From Professional Dominatrix to Tech Founder: A Unique Campaign To Combat Intimate Image Abuse
BDSM practitioner Madelaine Thomas is not at all your standard tech founder. After repeated instances of individuals distributing her intimate photographs, she felt "sufficiently outraged to take action" and turned to technology for a solution.
"These were striking images, I'm unapologetic of the pictures, I'm embarrassed of the way that they were weaponized by an individual who I have never met," said Madelaine.
Just over a year since founding her venture, Image Angel, which employs invisible forensic watermarking to track perpetrators, has garnered significant recognition and was cited as exemplary procedure in an government-commissioned study recently.
This represents quite a departure from her background in providing BDSM services, working with clients in the world of kink and bondage.
A Widespread Issue
Intimate image abuse, often referred to as revenge porn, is a punishable crime with perpetrators facing up to two years in prison.
It is far from an issue uniquely experienced by those in the sex industry. A study indicates that around 1.42% of the UK female population is impacted by intimate image abuse each year.
Madelaine, thirty-seven, said survivors endured shame and stigma. "I think a lot of people will say, 'you put a saucy picture out on the internet, what do you expect?'," she noted.
"I expect respect, I expect respect, and I expect trust, and I don't see why those are negotiable," she continued. "The reality that those images could be subsequently distributed where I live or with people I love and employed to cause them pain, that's beyond, that's not my choice, that's not an error on my part, that's an individual being an abuser."
A Unique Journey
Madelaine has been practicing as a professional dominatrix, primarily online, for 10 years and always found her work empowering and fulfilling. "I am as a dominant woman, a woman who is empowered and strong, offering my body as a treat to someone because I wish to," she described.
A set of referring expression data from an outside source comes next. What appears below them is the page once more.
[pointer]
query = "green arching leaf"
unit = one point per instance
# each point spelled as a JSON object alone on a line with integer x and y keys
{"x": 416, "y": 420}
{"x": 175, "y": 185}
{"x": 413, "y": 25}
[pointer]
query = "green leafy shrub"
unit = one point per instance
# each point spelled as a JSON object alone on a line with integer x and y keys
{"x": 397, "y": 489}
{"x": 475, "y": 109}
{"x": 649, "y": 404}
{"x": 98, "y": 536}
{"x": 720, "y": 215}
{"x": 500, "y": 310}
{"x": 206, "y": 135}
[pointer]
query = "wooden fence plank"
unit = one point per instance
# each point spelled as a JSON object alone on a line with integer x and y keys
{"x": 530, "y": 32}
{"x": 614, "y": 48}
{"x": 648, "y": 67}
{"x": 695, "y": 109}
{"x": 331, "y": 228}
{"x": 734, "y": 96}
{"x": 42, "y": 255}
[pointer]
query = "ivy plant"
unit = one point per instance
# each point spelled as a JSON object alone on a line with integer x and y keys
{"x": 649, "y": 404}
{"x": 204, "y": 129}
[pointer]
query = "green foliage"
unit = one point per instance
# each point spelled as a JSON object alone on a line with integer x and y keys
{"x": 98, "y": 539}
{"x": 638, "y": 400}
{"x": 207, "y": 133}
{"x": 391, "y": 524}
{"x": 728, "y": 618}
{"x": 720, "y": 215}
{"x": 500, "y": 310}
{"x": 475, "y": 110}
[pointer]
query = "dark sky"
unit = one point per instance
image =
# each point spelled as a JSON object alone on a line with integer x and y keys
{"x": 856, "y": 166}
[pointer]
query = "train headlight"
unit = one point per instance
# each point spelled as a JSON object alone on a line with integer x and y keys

"Some believe it's strange but I view it similarly to a nutritionist or an financial advisor giving advice," she added.
She welcomes being a unique figure in the world of tech. "I understand that it's unconventional, it's remarkable to think that someone who was a dominatrix is now a founder of a tech company, but it took someone who has experienced it firsthand to know the flaws and the modifications that needed to happen," she stated.
She insisted she was not in the least bit techy and was managed to build her company after a lot of late nights, research and "consulting experts" who understand tech.
Understanding the Tech Solution
Image Angel can be implemented on any online platform where people exchange photos, for instance dating apps, social media and websites.
When an image is accessed by a user, it is seamlessly tagged with an undetectable digital marker which is unique to them.
This covert marker is encoded within the copy of the image itself and can survive screenshots, being altered and being re-captured with a secondary device.
It ensures that if you find out your image has been shared non-consensually, providing the service you used has the system integrated, the viewer's details will be hidden within the image and can be retrieved by a data recovery specialist so legal steps can follow.
To date, one platform has adopted her tech and she's in talks with several more.
An Established Method for a New Purpose
"The system already exists in the film industry, it already exists in sports broadcasting so this is not brand new technology, it's just a novel use and a new system," said Madelaine.
"We have validated it, we're partnering with a company that has 30 years experience in tech development so we know that this is solid and what we now need to do is deploy it widely," she continued.
She expressed hope she believed the technology would also act as a preventive measure to potential intimate image abusers.
Changing the Narrative
An expert from a leading helpline commented she had seen first-hand the trauma and guilt this abuse inflicted on victims.
"When that guilt is reinforced by a misinformed friend or service who says 'well, why did you take those images in the first place?' that self blame can really be reinforced so it's crucial that the support somebody is provided with is that they have not done anything wrong," she stated.
She added it was inspiring that Madelaine was using her experience to bring about change, saying: "It is really important to have this comprehensive strategy towards tackling technology-enabled gender-based abuse, because no one tool is going to be able to solve this problem, not just support services, it needs to be this multi-layered response."
TV presenter Jess Davies was only fifteen when photographs of her in her underwear were circulated within her town. It was the first of several incidents Jess experienced in her teens and 20s that would later inform her women's rights campaigning.
"It took so long, too long for someone to tell me, 'you are not to blame' and 'that was wrong'," said Jess.
She too is passionate about eliminating the shame of this crime from the victims to the perpetrators. "It isn't a crime to consensually send an photo to someone," said Jess.
"However, it is illegal to distribute that non-consensually and I think that should always be where the responsibility is," she affirmed.